The holi is the festival of celebration of love and peace it would be a wonderful experience to explain the true meaning of holi to children. The festival of colors is a favorite among Indians and abroad as well, while the students across the country enjoy a holiday from school, but as parents, they must articulate the true message of holi rather than letting it pass as another “day off”.
Holi In Mythology
It is widely belief that Holi was celebrated to mark the triumph of Lord Vishnu over the evil king Hiranyakashipu. The latter, having attained special powers, was nearly impossible to vanquish. The vicious king had spread terror and reigned supreme across the lands.

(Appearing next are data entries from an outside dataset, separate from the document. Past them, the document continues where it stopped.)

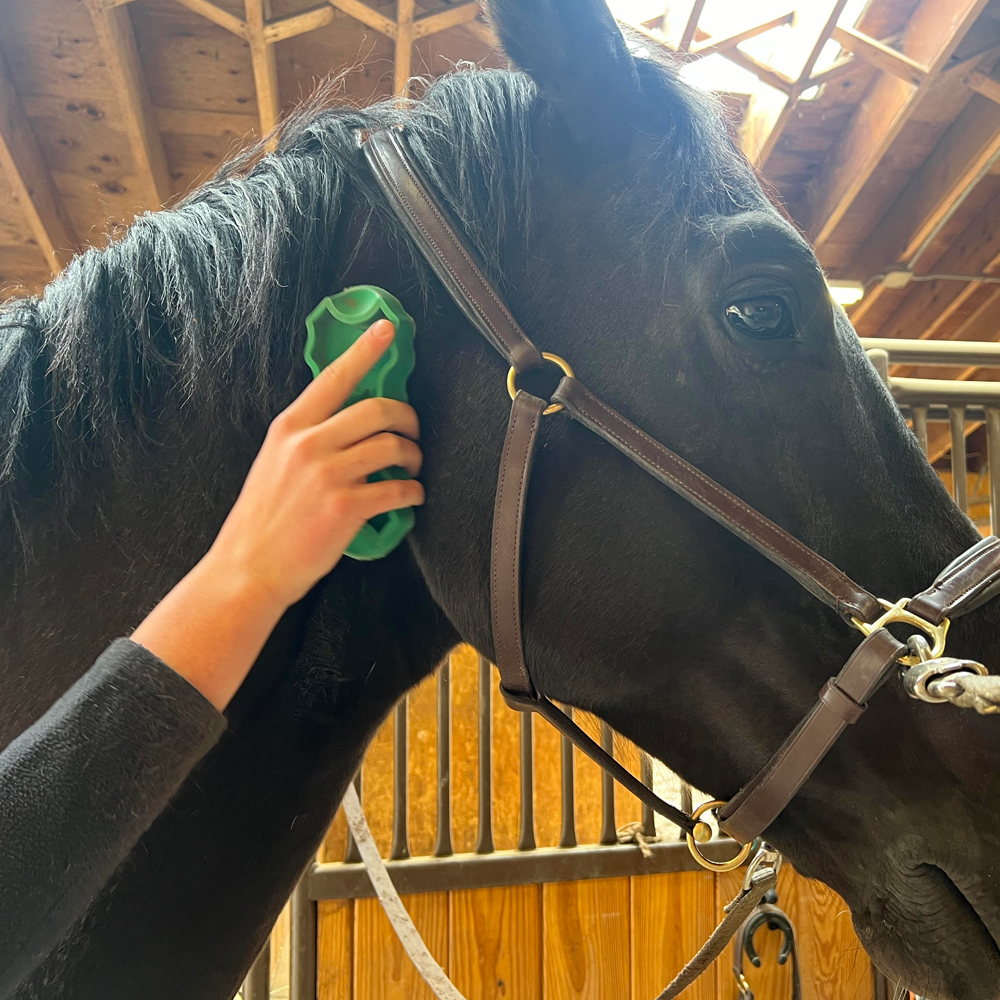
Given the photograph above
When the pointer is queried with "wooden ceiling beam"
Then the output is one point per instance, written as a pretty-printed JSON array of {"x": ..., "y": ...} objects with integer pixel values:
[
  {"x": 23, "y": 166},
  {"x": 983, "y": 84},
  {"x": 265, "y": 67},
  {"x": 768, "y": 129},
  {"x": 879, "y": 55},
  {"x": 687, "y": 37},
  {"x": 291, "y": 25},
  {"x": 483, "y": 32},
  {"x": 934, "y": 32},
  {"x": 363, "y": 13},
  {"x": 280, "y": 28},
  {"x": 403, "y": 66},
  {"x": 961, "y": 157},
  {"x": 450, "y": 17},
  {"x": 843, "y": 66},
  {"x": 217, "y": 16},
  {"x": 114, "y": 31},
  {"x": 731, "y": 41}
]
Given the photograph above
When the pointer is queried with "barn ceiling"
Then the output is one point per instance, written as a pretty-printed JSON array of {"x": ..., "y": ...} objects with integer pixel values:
[{"x": 877, "y": 125}]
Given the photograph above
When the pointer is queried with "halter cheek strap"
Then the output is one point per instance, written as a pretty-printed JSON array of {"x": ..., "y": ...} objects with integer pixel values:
[{"x": 968, "y": 582}]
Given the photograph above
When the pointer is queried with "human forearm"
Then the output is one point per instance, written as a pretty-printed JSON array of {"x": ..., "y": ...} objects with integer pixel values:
[{"x": 212, "y": 625}]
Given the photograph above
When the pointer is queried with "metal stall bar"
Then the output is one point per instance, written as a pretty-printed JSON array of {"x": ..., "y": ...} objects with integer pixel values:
[
  {"x": 352, "y": 855},
  {"x": 526, "y": 839},
  {"x": 608, "y": 826},
  {"x": 918, "y": 413},
  {"x": 939, "y": 353},
  {"x": 400, "y": 745},
  {"x": 567, "y": 835},
  {"x": 443, "y": 846},
  {"x": 993, "y": 464},
  {"x": 484, "y": 838},
  {"x": 646, "y": 777},
  {"x": 959, "y": 482}
]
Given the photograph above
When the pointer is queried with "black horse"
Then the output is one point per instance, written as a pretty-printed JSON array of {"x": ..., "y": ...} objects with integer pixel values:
[{"x": 606, "y": 198}]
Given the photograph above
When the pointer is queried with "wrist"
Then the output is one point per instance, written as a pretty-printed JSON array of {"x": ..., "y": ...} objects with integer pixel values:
[{"x": 224, "y": 573}]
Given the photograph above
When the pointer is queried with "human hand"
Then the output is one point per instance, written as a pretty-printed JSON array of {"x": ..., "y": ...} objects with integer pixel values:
[{"x": 307, "y": 494}]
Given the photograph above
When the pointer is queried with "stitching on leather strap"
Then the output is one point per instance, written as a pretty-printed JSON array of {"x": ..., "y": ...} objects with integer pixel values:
[
  {"x": 442, "y": 256},
  {"x": 700, "y": 476}
]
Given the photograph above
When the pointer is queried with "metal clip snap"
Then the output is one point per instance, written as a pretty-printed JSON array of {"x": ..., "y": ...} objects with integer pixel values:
[{"x": 917, "y": 680}]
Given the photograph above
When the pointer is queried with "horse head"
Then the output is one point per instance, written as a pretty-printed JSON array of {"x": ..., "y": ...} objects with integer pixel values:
[{"x": 649, "y": 257}]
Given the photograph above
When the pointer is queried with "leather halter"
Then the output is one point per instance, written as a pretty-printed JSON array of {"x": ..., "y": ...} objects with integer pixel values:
[{"x": 964, "y": 585}]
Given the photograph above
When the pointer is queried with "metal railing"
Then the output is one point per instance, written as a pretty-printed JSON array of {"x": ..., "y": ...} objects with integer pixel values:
[{"x": 961, "y": 404}]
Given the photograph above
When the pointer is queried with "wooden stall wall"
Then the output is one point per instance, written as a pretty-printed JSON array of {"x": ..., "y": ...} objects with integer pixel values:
[{"x": 603, "y": 939}]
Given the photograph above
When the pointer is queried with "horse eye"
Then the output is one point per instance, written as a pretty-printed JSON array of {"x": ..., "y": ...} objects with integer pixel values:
[{"x": 765, "y": 318}]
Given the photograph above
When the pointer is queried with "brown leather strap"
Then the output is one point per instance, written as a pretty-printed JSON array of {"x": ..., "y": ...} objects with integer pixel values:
[
  {"x": 819, "y": 577},
  {"x": 508, "y": 523},
  {"x": 454, "y": 263},
  {"x": 752, "y": 810},
  {"x": 963, "y": 585},
  {"x": 737, "y": 912},
  {"x": 505, "y": 599},
  {"x": 561, "y": 721}
]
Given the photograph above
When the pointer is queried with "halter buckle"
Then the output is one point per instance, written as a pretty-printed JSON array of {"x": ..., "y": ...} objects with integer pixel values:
[
  {"x": 559, "y": 363},
  {"x": 897, "y": 613},
  {"x": 698, "y": 837}
]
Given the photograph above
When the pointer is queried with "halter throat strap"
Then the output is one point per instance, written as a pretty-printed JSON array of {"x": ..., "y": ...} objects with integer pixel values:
[{"x": 968, "y": 582}]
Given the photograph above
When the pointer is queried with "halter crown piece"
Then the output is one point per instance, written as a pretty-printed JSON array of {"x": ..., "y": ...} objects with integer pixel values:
[{"x": 968, "y": 582}]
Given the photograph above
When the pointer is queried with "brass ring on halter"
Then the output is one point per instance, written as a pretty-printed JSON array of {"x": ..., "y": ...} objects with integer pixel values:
[
  {"x": 703, "y": 834},
  {"x": 897, "y": 612},
  {"x": 556, "y": 360}
]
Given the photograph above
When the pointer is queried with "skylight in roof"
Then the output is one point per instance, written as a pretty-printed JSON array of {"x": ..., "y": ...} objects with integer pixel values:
[{"x": 785, "y": 48}]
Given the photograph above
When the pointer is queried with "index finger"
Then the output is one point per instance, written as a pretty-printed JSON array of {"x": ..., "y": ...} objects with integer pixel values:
[{"x": 328, "y": 392}]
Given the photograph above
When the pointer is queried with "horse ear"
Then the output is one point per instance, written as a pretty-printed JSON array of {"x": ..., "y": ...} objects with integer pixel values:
[{"x": 576, "y": 54}]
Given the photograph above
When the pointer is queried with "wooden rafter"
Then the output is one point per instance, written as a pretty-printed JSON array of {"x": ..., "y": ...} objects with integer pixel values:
[
  {"x": 482, "y": 31},
  {"x": 363, "y": 13},
  {"x": 22, "y": 165},
  {"x": 766, "y": 74},
  {"x": 265, "y": 68},
  {"x": 450, "y": 17},
  {"x": 404, "y": 48},
  {"x": 114, "y": 30},
  {"x": 960, "y": 158},
  {"x": 217, "y": 16},
  {"x": 983, "y": 84},
  {"x": 880, "y": 55},
  {"x": 724, "y": 45},
  {"x": 692, "y": 25},
  {"x": 766, "y": 143},
  {"x": 934, "y": 32},
  {"x": 291, "y": 25},
  {"x": 843, "y": 66}
]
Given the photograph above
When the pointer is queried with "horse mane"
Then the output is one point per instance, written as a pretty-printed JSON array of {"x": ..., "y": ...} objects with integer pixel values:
[{"x": 204, "y": 303}]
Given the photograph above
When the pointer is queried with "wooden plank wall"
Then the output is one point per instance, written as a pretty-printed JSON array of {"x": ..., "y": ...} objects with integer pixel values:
[{"x": 605, "y": 939}]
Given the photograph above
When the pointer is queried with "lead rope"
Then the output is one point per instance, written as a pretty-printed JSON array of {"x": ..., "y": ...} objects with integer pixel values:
[{"x": 761, "y": 877}]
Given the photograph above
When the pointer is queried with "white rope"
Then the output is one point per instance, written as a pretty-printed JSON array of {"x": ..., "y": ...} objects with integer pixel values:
[
  {"x": 968, "y": 690},
  {"x": 436, "y": 978},
  {"x": 409, "y": 936}
]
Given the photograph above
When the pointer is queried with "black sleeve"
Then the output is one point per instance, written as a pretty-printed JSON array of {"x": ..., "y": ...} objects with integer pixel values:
[{"x": 80, "y": 787}]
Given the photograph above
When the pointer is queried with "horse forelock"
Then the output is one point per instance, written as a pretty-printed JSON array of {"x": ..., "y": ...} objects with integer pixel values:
[{"x": 202, "y": 304}]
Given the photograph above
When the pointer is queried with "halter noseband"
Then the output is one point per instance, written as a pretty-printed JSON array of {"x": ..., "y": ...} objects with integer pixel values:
[{"x": 971, "y": 580}]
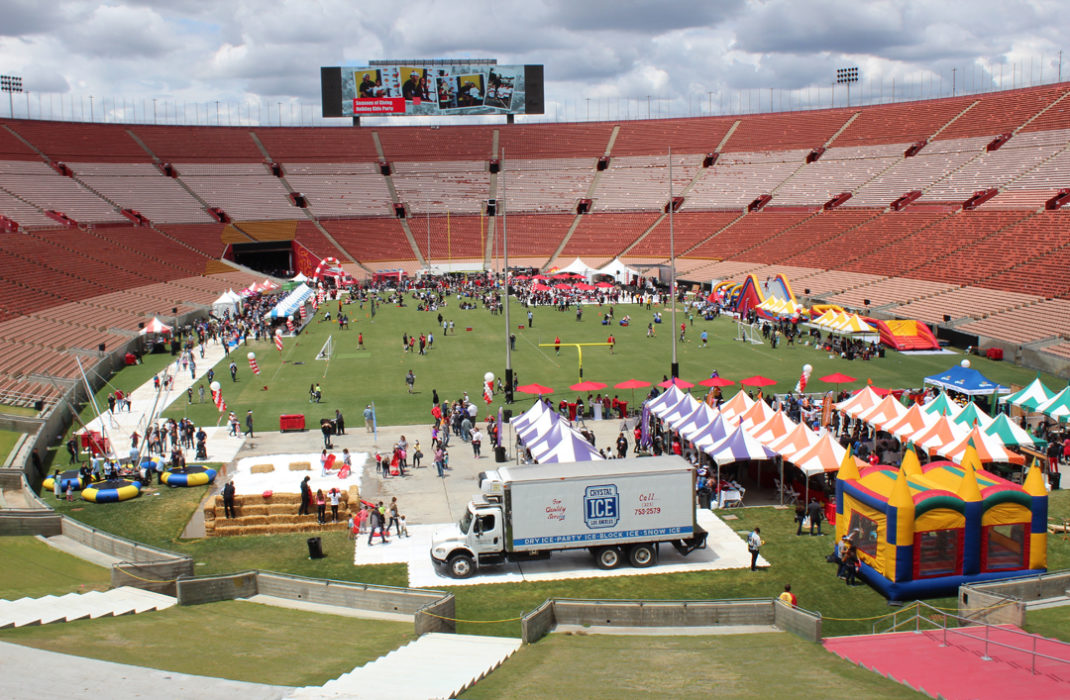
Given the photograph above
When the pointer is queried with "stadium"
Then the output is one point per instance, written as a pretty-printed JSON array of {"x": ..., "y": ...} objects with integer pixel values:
[{"x": 944, "y": 211}]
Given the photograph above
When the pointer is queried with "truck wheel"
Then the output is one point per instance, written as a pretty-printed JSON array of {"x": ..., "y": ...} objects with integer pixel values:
[
  {"x": 608, "y": 557},
  {"x": 461, "y": 566},
  {"x": 642, "y": 556}
]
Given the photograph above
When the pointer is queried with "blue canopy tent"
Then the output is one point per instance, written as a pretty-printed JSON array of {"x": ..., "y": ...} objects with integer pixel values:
[
  {"x": 291, "y": 303},
  {"x": 966, "y": 381}
]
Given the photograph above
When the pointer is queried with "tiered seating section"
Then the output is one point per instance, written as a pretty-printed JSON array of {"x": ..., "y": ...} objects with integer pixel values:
[{"x": 1009, "y": 255}]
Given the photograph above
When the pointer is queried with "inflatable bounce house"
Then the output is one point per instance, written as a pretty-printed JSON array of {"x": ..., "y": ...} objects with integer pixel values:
[{"x": 921, "y": 531}]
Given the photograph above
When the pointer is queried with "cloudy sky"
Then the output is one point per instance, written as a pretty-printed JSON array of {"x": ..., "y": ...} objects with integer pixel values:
[{"x": 605, "y": 59}]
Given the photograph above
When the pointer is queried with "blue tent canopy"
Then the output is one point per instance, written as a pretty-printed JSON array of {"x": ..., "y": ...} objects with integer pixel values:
[
  {"x": 966, "y": 381},
  {"x": 291, "y": 302}
]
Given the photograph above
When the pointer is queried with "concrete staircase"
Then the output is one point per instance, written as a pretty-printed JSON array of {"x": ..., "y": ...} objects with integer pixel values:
[
  {"x": 434, "y": 666},
  {"x": 80, "y": 606}
]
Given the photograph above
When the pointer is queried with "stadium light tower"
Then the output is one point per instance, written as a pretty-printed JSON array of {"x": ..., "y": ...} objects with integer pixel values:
[
  {"x": 846, "y": 76},
  {"x": 11, "y": 85}
]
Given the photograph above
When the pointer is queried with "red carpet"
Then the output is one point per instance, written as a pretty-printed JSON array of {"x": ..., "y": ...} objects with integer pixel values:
[{"x": 957, "y": 671}]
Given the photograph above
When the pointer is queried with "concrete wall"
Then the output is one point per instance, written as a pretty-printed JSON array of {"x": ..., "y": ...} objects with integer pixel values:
[
  {"x": 438, "y": 617},
  {"x": 212, "y": 589},
  {"x": 662, "y": 613},
  {"x": 537, "y": 624},
  {"x": 381, "y": 598},
  {"x": 799, "y": 622}
]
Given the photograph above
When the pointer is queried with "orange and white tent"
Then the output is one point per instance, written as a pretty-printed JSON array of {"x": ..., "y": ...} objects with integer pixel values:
[{"x": 989, "y": 449}]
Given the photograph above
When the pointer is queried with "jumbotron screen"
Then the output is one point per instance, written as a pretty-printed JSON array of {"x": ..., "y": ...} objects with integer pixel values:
[{"x": 433, "y": 89}]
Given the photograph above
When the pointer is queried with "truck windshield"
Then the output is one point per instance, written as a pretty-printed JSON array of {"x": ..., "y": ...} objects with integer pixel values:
[{"x": 465, "y": 521}]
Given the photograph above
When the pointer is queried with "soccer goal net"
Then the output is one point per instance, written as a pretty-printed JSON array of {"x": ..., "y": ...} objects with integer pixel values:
[{"x": 327, "y": 350}]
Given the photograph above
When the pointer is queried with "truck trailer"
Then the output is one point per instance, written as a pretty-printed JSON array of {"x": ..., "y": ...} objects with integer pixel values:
[{"x": 620, "y": 510}]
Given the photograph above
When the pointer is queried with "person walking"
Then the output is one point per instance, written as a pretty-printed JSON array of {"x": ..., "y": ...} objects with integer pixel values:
[
  {"x": 753, "y": 545},
  {"x": 228, "y": 500}
]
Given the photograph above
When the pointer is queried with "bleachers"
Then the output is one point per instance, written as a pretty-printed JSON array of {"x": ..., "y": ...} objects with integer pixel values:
[
  {"x": 748, "y": 232},
  {"x": 142, "y": 187},
  {"x": 607, "y": 236},
  {"x": 371, "y": 239},
  {"x": 341, "y": 188},
  {"x": 738, "y": 178},
  {"x": 641, "y": 183},
  {"x": 689, "y": 228},
  {"x": 436, "y": 187}
]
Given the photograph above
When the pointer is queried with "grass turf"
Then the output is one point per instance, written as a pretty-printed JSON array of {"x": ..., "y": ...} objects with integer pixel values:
[
  {"x": 33, "y": 568},
  {"x": 234, "y": 639},
  {"x": 751, "y": 666},
  {"x": 457, "y": 363}
]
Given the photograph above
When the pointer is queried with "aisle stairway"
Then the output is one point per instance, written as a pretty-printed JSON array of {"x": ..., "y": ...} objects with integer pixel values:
[
  {"x": 434, "y": 666},
  {"x": 80, "y": 606}
]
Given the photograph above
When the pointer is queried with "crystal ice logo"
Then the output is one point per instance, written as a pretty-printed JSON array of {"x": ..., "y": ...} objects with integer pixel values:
[{"x": 601, "y": 506}]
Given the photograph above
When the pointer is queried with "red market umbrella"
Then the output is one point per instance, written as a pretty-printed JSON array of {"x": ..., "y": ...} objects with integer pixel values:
[
  {"x": 838, "y": 378},
  {"x": 716, "y": 381},
  {"x": 534, "y": 389}
]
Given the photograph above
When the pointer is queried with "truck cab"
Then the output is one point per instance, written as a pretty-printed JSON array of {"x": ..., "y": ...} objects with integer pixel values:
[{"x": 476, "y": 539}]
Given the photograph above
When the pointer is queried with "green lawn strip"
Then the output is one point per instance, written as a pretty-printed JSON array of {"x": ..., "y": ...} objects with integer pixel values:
[
  {"x": 750, "y": 666},
  {"x": 33, "y": 568},
  {"x": 238, "y": 640},
  {"x": 1050, "y": 622},
  {"x": 457, "y": 363}
]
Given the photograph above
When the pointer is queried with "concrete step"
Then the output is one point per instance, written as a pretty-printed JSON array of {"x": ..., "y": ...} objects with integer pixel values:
[
  {"x": 448, "y": 665},
  {"x": 79, "y": 606}
]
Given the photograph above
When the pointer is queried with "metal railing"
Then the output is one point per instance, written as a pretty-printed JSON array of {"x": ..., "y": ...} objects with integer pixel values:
[{"x": 926, "y": 618}]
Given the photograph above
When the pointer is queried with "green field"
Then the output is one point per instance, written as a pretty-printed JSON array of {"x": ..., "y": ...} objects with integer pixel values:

His son Prahlad was opposed to his father’s improprieties, choosing instead to follow and be a disciple of Vishnu’s. All too aware of Hiranyakashipu’s antics, Lord Vishnu had to accost the king at dusk, in the guise of a half-lion, and defeat him. It is this victory of good over bad, that Holi celebrates, along with the burning of Prahlad’s equally evil aunt Holika, who, despite her trickery of burning Prahlad at a pyre while wearing a protective cloak herself, succumbed to the fire when her cloak flew off her and covered Prahlad instead.
While some children may not fully appreciate the cultural backdrop and specifics of the history of Holi, as parents you can certainly talk about the essence of the festival. The overriding principles of Holi are a celebration of love and peace. As such, it is seen as an appropriate time not just to praise great relationships but also to repair damaged ones. It would be wonderful if parents could explain this true meaning of Holi to the children by getting them to make amends with friends, they argued with, saying sorry to someone they had a falling out with, and rekindling special bonds and relationships that were important to them but fell by the wayside owing to silly squabbles and differences.
While it is crucial to know the genesis of a festival, perhaps even more important is to understand and appreciate its real-world and modern-day significance. From that standpoint, Holi is considered asone festival that captures the authentic spirit of friendship and love and should be celebrated as such.
The wonderful fact about our many Indian festivals is their resemblance in embracing a message of peace, love, and harmony. Going forward we have an opportunity to focus more on the message and less on the wasteful and potentially harmful and showy realization of these significant days of the calendar. If parents and adults can set an aware and mature example for children, they will naturally emulate and follow.